Basically, the idea has been with us from Day One. In 2012 the Nelson Civic Theatre Society realized three things — the single theatre business model was obsolete, the Civic required technical upgrades to become viable, and the community wanted more from their theatre. Those realizations set the agenda.

The 2013 strategic plan stated that a “primary objective was to be financially self-sustaining — and secondly to be a ‘social enterprise’ — generating income while achieving social and cultural goals.” By May 2014 that translated into architectural concepts that the Star described as “three contemporary, acoustically isolated spaces for film, performance, and other community use — positioning this much-loved civic asset as Nelson’s cultural media centre, a dynamic cultural hub and a key component of Nelson’s vibrant downtown.”

Getting back to that question though – why “Cultural Media Arts Centre?” Isn’t that just a catchy phrase? No, it’s not. Can we still just say “I’ll see you at the Civic?” Of course you can. These are some of the thoughts we shared with a funding partner.

Over the years, numerous artistic disciplines have fallen under the umbrella of “media arts,” including: computer art, digital art, electronic art, interactive art, kinetic art, multimedia art, network art, sound art, space art, and video art. “Cultural” use simply adds more options and is true to the original purpose for the whole Civic Centre. These definitions suggest ideas. A Cultural Media Art Centre provides the venue to explore them.

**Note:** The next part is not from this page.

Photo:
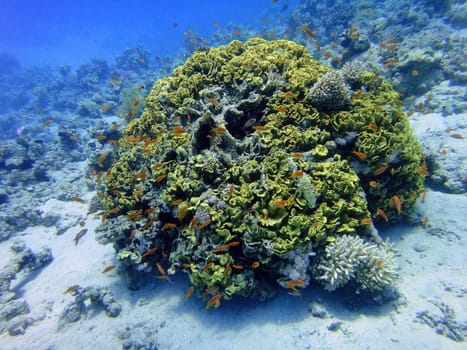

Canada-wide these centres have common elements but varied goals. Some show film as part of their education or outreach goals, while others show film as a necessary part of their funding stream. Concentrations range from film development to community building, or to larger visual arts programming. Each is unique.

In smaller urban areas a Cultural Media Arts Centre should serve multiple purposes – provide entertainment that fits a community’s unique character, develop economic opportunities, support creativity, and help build community through dialogue, seminars, and partnerships. That will become the definition for The Civic Media Arts Centre. It allows us to show more cinema, engage more sectors of the community, and take advantage of more opportunities.

Just this year the Vancouver Foundation authorized a $288,600 grant for The Civic Theatre and Ymir’s Tiny Lights Festival to develop a rural arts inclusion lab. The foundation chose the Civic because it “is a large and established charitable arts organization with professional space and broad reach, able to host gatherings and amplify the stories and experiments that develop.” We were honoured by their selection and trust.

The goal of the lab is to address the lack of diversity and inclusion in rural arts opportunities and then create possible solutions. The issue touches on funding models, poverty, social justice, and racism — problems that are amplified in rural settings. The results will be shared to help the foundation and many other organizations in their programs and decision process.

As executive director Eleanor Stacey said, “Inclusion means ensuring equitable space for everyone. In our community, voices are marginalized for many reasons, from gender to income to age to ethnicity. Finding avenues to ensure accessibility is key.”

That’s just one example of what a media arts society can explore. The future will suggest more. The present suggests we’re ready to move forward. Seven years after setting our agenda, Nelson has a theatre screening film 360 days a year, maintaining a venue without subsidies, building a business without debt, developing a film industry group, investing over $700,000 in technical upgrades, and learning from collaborations with independent theatres and media arts centres across North America. We now have the people, the connections, and the capacity and these efforts opened many doors.

The Civic is here for good and we’re ready to open more doors.

See you at the Civic.

Brian May is assistant gardener, baking tester, and board member of the Nelson Civic Theatre Society.